Part IV — Conformance and certification
16. Self-declaration: minimal commitments
A platform may publicly self-declare its conformance to the generic CTF following the procedure in ../certification-scheme/self-declaration.md. The minimal commitments are summarized there.
17. Adaptation pathway: relationship to federation adaptations
When a federation adaptation exists for a sphere in which the platform operates, the platform may pursue conformance to the adaptation rather than to the generic core. The adaptation includes everything in the generic core, plus federation-specific requirements. See ../certification-scheme/federation-pathway.md and ../certification-scheme/community-pathway.md.
18. Loss of conformance
A platform that substantively departs from its declared commitments must either return to conformance promptly or update its public declaration. Maintaining a declaration that no longer reflects practice is misrepresentation.
Part V — Vocabulary
19. Defined terms
Key terms used in this document:
- Agent — the AI coaching system as experienced by the person.
- Designer / Eggspert — the human professional who designs and maintains the agent.
- Certified supervisor — a human professional qualified to assess coaching practice independently.
- Declination — a federation-specific adaptation of CTF that adds substantive ethical content.
- Common core — this document; the minimal universal floor.
- Helper agent — one of the CTF toolkit agents (Designer, Test Plan, Robustness, Config, Audit, Translator, Converger). These are quality engineering tools, not coaching agents.
- Adopter — a platform that implements CTF.
- Caretaker — the person who maintains the CTF repository and processes proposals.
- Solicited — describing an agent that acts only when asked, not proactively.
- Tripartite supervision — assessment by three independent parties (designer, certified supervisor, CTF Audit).
20. Rejected terms
CTF refuses certain terms because they carry connotations incompatible with the framework’s posture:
| Rejected term | Reason | Use instead |
|---|---|---|
| Meta-agent | Implies hierarchy or recursion | Helper agent |
| User | Reductive, extractive connotation | Person, adopter, practitioner |
| AI companion / AI buddy | Anthropomorphization | Agent, tool |
| Marketplace | Extractive platform connotation | Ecosystem, community |
| Score / Rating / Ranking | Reductive evaluation of coaching quality | Tripartite supervision, conformance assessment |
| Persona | Implies the agent is a character | Posture, design |
| Conversational partner | Implies relationship symmetry | Solicited tool |
Part VI — Revision rules
21. Versioning
The normative document follows the versioning rules described in ../GOVERNANCE.md, section 4.
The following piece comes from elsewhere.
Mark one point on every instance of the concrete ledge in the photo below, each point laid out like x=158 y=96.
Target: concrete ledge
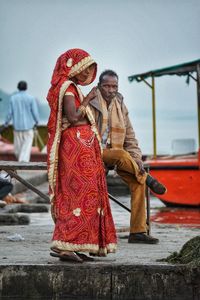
x=65 y=281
22. Founding principle as upper boundary
The founding principle inscribed at the head of this document and at the head of GOVERNANCE.md is the upper boundary that all subsequent revisions must respect. No revision may contradict it.
23. Upstreaming from adaptations into the generic core
The mechanism by which substantive content moves from federation adaptations into the generic core is the upstream proposal process described in ../GOVERNANCE.md, section 5. An upstream proposal requires, at minimum:
- Observation of the candidate requirement in at least two independently authored federation adaptations.
- A formal proposal using the proposal template, with the “Upstream” type.
- An opinion from the scientific panel on the quality of the convergence claim (when the panel exists).
- An opinion from the advisory circle on the legitimacy of the convergence (when the circle exists).
- The caretaker’s documented decision.
End of normative document, version 1.0.